# 9800GT OC/System Tweak



## c-hoov (Jan 8, 2009)

OS: Windows XP 32-bit
Motherboard: Dell 0HJ054
Processor: Intel Pentuium D at 3.0GHz
PSU: 600W OCZ StealthXStream http://www.newegg.com/Product/Product.aspx?Item=N82E16817341010
Memory: 2x2GB G-Skill PC2-5300
http://www.newegg.com/Product/Product.aspx?Item=N82E16820231110
GPU: PNY 9800 GT 1GB 256-bit GDDR3
http://www.newegg.com/Product/Product.aspx?Item=N82E16814133243
Sound Card: SoundBlaster X-Fi XtremeMusic

GPU overlock:
First, what is the maximum recommended overclock speed? With the GPU fan at 45% and an external 80mm antec on "high" setting the card idles at about 51C. After engaging in my video game of choice, Warhammer Online, the card has heated to around 58C. GPU-Z verifies my core clock from 600MHz to 675 MHz, memory clock from 900MHz to 975MHz, and shader from 1500MHz to 1660MHz. Is it recommended to overclock more than this and if so what is a safe temperature with a load?

RAM timing:
During gameplay, rendering is smooth in between a glitch every second or so even on fastest framerate setting with texture cache set to largest. Could there be a problem with bottlenecking from the RAM? I noticed CPU-Z readout of timings table of 266MHz and 333MHz with a note that Max Bandwidth of PCS-5300 is 333MHz. If my GPU can clock its memory at 975MHz but the RAM is only at 333MHz could this be causing reduced performance? I do not know much about RAM timings, etc.

CPU Overclock:
Would you recommend also overclocking my CPU or is this a small contributor to my reduced performance?

Hard Drive:
Also, I don't know if this is relevant but my hard drive capacity is only 12.63GB/69.8GB according to system info.
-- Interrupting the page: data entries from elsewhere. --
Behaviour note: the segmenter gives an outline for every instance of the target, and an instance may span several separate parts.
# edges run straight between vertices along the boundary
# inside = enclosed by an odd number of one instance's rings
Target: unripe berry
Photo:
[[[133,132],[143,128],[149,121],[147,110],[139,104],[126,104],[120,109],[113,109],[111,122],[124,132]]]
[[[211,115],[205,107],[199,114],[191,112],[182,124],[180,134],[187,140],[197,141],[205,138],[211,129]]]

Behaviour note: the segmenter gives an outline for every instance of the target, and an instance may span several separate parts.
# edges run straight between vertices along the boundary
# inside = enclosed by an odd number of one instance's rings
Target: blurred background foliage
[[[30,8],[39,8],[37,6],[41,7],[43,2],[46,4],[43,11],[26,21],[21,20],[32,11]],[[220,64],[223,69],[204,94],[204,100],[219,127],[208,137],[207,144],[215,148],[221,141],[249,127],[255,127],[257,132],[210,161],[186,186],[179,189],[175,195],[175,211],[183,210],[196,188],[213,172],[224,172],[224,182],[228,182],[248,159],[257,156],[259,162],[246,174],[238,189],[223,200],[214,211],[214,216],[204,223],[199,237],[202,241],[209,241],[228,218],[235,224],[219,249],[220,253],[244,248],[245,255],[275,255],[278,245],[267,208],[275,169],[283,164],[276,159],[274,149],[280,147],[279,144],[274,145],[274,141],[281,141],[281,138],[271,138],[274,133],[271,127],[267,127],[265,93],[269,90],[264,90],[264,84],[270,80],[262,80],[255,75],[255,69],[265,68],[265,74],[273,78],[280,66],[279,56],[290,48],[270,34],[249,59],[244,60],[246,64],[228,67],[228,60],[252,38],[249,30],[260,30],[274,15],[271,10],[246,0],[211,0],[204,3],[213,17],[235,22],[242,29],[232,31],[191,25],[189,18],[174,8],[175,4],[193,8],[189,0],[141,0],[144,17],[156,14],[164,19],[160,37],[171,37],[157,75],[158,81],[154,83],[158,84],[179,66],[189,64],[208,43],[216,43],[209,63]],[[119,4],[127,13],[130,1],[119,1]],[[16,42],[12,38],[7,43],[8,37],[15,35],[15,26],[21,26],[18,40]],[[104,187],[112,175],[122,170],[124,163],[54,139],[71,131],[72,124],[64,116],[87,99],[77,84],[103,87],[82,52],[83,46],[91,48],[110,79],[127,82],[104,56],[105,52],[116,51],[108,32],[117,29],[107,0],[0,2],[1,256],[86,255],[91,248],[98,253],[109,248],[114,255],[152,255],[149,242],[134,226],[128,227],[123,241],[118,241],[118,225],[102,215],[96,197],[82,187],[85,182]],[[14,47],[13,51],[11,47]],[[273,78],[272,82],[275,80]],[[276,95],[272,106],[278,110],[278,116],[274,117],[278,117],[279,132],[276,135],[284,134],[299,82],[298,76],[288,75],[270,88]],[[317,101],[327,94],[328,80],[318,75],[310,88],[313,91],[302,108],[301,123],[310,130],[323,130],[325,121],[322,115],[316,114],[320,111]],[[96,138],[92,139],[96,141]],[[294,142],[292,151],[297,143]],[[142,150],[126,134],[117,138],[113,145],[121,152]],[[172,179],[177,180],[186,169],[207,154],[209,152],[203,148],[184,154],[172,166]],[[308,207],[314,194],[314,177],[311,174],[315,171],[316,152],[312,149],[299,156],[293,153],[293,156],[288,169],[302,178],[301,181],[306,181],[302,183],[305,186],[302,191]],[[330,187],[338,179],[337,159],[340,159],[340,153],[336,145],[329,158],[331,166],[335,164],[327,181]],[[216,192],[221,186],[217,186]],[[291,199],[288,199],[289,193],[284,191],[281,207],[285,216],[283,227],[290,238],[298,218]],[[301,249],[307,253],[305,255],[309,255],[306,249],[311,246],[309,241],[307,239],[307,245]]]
Any information on how to improve my system performance would be greatly appreciated. Also, the fact that it is an MMO could lead to networking issues on the part of EA Mythic but I doubt it would reduce my performance this much. Thanks!


----------



## c-hoov (Jan 8, 2009)

Correction-

Processor: Intel Pentium Dual Core @ 3.0GHz


----------



## linderman (May 20, 2005)

cant overclock dell motherboards

no sense in ramping up your 9800 video card too much because your "bottleneck" is at the cpu / memory level ............... the Pentium D and the memory you have cant come close to keeping pace with your video card at stock settings ......... therefore nothing is gained from overclocking it !


to improve game performance ............. I suggest you start planning a system upgrade ......... motherboard / cpu / memory / power supply / new case / new OS

GA-EP45-UD3L $117.00

Intel E8400 $165.00

Corsair XMS2 DDR2-800 (2 x 2 gig matched pair) $60.00

Cooler Master Centurion Case : $50.00

Corsair 750-TX power supply = $109.00



you should be able to sell off your old stuff for $160.00 to $225.00 either on craigs list or ebay to help soften the blow ..........


----------